As for the second animation,

thank goodness my simulator violates Schrödinger’s wave equation! As Schrödinger was fully aware, his equation is an approximation, one that (1) assumes that all motions are slow compared to the speed of light, and (2) drops the mc^2 term that is central in understanding what particles really are and how they work. If I showed you the solution to that equation, that would give you a picture of electrons from the 1920s, one that was already obsolete by the 1930s. I’m trying to move you out of the last century, and you’re fighting me tooth and nail.When you fix Schrödinger’s wave equation to account for relativity — in particular, remembering that E = mc^2 for an electron at rest — then you obtain exactly the equation that the simulator is solving: the class 1 equations of https://profmattstrassler.com/articles-and-posts/particle-physics-basics/fields-and-their-particles-with-math/waves-classical-equation-of-motion/ , which are the ones that the electron field and its quanta (i.e. electrons) actually satisfy.

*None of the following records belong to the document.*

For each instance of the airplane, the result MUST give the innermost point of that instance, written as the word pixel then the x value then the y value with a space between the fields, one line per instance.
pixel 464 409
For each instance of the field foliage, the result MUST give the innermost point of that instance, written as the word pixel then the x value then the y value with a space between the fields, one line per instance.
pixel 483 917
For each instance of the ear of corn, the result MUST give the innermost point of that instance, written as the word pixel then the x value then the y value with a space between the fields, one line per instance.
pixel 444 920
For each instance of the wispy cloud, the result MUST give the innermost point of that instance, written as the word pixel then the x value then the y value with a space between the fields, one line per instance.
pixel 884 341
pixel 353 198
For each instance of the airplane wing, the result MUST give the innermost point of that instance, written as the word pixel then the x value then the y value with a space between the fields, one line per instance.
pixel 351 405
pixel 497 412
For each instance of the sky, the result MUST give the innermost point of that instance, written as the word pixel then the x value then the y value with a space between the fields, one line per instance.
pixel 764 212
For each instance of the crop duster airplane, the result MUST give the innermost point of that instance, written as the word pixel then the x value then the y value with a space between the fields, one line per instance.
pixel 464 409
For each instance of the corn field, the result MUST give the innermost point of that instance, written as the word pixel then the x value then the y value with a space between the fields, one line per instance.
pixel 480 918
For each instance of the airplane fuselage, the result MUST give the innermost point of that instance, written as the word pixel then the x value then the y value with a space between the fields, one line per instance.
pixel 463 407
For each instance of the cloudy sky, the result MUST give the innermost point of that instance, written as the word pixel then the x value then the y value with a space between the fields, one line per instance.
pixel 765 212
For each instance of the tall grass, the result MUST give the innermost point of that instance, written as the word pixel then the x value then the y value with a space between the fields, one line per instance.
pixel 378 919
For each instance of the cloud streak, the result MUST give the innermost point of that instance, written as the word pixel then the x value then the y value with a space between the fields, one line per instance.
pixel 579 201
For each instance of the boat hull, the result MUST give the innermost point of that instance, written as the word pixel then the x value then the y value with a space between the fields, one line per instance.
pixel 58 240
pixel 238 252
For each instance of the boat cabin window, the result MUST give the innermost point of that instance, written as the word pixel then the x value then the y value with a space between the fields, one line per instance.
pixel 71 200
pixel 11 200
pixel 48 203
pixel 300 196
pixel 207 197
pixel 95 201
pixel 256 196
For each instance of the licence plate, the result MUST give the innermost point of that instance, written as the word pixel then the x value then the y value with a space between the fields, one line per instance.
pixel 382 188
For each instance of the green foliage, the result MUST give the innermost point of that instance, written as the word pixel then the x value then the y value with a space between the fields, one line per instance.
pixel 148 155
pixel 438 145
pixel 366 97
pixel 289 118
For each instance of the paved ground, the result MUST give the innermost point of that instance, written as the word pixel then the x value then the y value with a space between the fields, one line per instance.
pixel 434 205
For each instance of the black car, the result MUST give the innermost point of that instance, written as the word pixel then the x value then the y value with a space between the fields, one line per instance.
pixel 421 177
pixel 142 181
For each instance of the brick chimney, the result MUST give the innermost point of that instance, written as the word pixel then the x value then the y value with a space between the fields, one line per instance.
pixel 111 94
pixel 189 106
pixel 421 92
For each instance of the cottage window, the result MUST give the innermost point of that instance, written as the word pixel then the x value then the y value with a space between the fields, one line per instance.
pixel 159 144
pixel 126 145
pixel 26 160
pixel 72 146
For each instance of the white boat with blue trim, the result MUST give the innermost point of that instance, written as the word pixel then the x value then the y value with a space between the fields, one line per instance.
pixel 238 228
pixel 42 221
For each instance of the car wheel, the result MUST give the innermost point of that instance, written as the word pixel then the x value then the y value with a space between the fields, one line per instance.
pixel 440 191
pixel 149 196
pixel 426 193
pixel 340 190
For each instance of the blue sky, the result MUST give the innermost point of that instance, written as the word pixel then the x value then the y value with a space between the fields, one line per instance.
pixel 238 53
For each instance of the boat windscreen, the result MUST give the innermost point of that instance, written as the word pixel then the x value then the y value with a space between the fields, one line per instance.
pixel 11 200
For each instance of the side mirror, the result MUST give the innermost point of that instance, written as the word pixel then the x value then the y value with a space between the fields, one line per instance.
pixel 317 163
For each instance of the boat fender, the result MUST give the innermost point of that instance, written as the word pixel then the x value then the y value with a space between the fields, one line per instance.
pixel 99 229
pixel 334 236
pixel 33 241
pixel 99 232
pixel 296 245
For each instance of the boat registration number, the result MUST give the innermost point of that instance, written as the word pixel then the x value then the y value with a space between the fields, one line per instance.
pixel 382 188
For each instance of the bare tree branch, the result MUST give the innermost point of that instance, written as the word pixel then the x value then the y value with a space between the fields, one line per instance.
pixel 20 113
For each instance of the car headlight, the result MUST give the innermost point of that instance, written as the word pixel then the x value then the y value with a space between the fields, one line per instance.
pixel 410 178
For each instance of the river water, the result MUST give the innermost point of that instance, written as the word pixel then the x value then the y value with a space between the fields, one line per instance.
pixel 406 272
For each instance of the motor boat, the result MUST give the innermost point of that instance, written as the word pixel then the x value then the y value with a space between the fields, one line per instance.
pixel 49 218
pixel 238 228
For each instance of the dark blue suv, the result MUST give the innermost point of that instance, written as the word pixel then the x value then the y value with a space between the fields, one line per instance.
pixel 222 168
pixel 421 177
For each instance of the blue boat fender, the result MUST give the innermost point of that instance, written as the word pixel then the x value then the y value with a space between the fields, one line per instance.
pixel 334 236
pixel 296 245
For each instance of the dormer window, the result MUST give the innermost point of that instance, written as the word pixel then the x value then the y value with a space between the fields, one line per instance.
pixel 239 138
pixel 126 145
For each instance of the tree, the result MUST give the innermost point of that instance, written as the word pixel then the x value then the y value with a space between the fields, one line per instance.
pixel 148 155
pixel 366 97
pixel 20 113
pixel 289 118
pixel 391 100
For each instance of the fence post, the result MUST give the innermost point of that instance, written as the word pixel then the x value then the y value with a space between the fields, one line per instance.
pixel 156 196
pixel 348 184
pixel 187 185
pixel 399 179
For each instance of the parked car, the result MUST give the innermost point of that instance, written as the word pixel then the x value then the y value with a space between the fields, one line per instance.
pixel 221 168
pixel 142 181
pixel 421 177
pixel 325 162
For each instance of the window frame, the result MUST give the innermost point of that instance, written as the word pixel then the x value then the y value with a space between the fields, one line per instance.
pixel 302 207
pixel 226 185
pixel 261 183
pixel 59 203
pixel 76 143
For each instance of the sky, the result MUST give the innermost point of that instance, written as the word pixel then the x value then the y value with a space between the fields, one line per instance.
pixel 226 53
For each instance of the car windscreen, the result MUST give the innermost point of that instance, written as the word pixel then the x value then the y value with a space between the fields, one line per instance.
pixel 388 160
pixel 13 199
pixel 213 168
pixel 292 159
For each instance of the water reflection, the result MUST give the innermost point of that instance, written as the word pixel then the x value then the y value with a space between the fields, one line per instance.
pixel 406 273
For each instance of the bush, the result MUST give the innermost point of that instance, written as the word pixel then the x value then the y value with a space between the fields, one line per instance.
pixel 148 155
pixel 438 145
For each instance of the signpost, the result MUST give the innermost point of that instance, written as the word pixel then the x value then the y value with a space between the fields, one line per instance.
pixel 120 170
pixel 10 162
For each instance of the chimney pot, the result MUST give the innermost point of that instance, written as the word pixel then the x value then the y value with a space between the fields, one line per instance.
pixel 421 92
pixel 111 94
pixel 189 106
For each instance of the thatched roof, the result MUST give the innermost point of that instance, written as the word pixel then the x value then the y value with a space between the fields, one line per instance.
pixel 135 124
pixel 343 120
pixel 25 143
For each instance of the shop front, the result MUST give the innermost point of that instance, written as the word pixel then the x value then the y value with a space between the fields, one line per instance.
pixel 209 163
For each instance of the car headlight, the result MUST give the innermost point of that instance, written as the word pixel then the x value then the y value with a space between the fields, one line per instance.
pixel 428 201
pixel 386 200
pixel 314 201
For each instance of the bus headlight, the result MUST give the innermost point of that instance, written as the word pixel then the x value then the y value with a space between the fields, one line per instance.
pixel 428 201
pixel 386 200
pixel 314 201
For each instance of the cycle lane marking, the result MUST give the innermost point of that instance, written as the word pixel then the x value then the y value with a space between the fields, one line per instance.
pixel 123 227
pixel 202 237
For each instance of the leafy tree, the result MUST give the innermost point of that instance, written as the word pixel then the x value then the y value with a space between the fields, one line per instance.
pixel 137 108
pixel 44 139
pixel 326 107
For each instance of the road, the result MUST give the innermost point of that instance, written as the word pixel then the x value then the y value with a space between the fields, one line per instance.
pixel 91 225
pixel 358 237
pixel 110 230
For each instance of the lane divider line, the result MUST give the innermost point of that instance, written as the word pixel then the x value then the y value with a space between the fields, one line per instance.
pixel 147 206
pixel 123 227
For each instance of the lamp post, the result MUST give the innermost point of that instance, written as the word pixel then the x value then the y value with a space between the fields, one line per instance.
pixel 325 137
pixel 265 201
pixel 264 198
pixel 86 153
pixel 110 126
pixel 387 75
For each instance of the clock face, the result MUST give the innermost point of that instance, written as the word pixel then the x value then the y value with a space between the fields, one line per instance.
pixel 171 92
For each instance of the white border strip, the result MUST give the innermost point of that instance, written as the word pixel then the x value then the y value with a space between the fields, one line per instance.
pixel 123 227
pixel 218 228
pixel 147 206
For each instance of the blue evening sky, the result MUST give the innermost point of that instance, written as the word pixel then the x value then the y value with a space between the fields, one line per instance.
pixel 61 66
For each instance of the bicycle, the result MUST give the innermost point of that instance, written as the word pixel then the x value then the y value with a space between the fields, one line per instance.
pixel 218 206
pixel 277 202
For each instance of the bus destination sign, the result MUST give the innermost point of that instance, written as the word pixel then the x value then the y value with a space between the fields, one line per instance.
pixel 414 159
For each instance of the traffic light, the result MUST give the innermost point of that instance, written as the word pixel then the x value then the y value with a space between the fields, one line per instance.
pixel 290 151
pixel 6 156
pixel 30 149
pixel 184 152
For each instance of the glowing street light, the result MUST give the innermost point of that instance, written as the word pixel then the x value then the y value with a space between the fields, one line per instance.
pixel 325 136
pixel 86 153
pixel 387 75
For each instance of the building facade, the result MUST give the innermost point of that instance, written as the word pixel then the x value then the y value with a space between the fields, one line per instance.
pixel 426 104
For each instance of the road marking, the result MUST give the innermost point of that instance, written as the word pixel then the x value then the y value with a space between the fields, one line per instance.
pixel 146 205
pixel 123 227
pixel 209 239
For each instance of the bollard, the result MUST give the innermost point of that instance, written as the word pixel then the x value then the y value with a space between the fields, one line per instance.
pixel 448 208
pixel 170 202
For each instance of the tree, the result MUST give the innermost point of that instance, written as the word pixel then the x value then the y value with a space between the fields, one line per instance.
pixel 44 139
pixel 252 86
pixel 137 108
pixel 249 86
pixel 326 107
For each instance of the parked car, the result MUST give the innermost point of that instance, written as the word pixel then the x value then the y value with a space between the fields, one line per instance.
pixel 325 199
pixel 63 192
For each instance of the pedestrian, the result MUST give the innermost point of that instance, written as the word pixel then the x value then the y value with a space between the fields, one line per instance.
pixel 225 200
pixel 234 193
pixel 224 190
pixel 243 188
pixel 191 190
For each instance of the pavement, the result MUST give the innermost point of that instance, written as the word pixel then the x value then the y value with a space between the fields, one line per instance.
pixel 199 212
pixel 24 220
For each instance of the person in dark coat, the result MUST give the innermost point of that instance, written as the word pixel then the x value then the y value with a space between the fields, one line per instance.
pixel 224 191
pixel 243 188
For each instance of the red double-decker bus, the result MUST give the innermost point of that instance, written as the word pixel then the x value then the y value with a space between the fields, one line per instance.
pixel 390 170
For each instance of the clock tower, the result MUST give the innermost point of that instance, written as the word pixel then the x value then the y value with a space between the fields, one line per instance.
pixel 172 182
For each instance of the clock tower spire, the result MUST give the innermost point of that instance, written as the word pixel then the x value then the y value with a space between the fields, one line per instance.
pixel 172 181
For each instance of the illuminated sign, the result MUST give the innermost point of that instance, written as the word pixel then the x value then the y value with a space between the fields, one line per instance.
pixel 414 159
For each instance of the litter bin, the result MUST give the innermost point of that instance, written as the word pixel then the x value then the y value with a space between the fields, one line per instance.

[There is still a Schrödinger-like equation here for the wave function of the field, but that wave function is a function of an infinite number of variables, and doesn’t look anything like my simulation.]

As for your final paragraph, I have no idea what you are talking about; I don’t see how any of these issues are relevant to this post.

So, is it correct to say in an atom there is a force well, [gravity (force) well, cold (temperature at zero) well, null (fields cancelling to zero) well], that keeps, “traps” the various waves, quarks, and electrons oscillating about the geometric center?

These forces is what is meant as “falling”. If so, falling from what to what, energy and/or curvature of space-time?

They are different forces, for the particles in nucleus respectively for the electrons most often surrounding it. (Only the lowest mode s=0 electrons spend some time within the nucleus.)

It seems to me from Matt’s comments the gravitational forces are mostly insignificant at these “large” scales.